Remedial XML: Using XML Schema
The trouble with DTDs
Although using a DTD makes
it easy to specify which elements are allowed, which elements are required, and
how elements should be organized for a given XML document, the main trouble
comes when you try to enforce a data type for a particular element. The DTD
specification strictly defines structure but only supports relatively weak
content type specifications: There's no way to enforce that, for example, an
element named Date must contain a valid date.
Enter XML Schema,
which was elevated to Recommendation status by the W3C (World Wide Web Consortium, the standards
body for XML) in 2001, meaning that it's recommended for general use. If you are
interested, the official specification, along with some brief introductory
documents, can be found on the W3C Web
site. Note that other schema definitions exist, including the Japanese
standard RELAX and Microsoft's
XDR. However, XML Schema is the only one officially recognized by the W3C,
so I'll concentrate on it in this article.

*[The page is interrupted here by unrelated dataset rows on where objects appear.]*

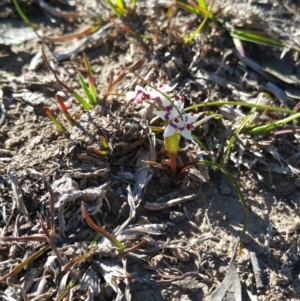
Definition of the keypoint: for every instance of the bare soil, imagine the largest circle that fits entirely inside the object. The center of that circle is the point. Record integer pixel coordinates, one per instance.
(188, 247)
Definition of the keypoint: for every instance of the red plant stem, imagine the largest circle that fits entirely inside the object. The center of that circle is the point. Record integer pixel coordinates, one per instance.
(173, 164)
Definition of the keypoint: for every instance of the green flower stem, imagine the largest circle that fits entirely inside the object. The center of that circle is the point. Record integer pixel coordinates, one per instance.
(172, 146)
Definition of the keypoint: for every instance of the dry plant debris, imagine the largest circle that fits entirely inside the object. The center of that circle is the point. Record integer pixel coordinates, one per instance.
(106, 171)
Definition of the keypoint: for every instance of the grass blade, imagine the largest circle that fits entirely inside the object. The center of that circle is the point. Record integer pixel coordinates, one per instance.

XML Schema not only lets you
define the structure of an XML document but, unlike a DTD, also allows you to
constrain the content of the document. Also, an XML Schema is itself an XML
document, with a tag-based syntax that's a lot clearer than the special
characters found in a DTD.
Walking through a
schema
XML Schemas are built using a set of predefined XML elements
and attributes, which define the structure and content model of a document. An
elaborate set of rules (which, interestingly enough, are expressed as a DTD)
specifies the legal use of each schema element or attribute. Violate these
rules, and a parser will refuse to parse your schema and any documents
associated with it.
Let's take a look at the sample XML Schema in Listing A, which describes the same book catalog XML
document (Listing B) we've been using all along in this series.
Listing B makes one small change: The root catalog element now has two
new attributes that associate it with the catalog schema in Listing
A.
Looking at the catalog schema, you'll immediately notice that it
contains the standard XML header, <?xml version = "1.0"?>,
indicating that the schema is itself an XML document. The root element in any
schema must be schema, which will have one or more attributes describing
the schema. In this case, schema has a namespace definition attribute
(xmlns) that defines the namespace xs, which will be used as the
root namespace for all elements in the document.
The next element in our sample schema is the annotation element, which is
used to represent some kind of documentation about its parent element.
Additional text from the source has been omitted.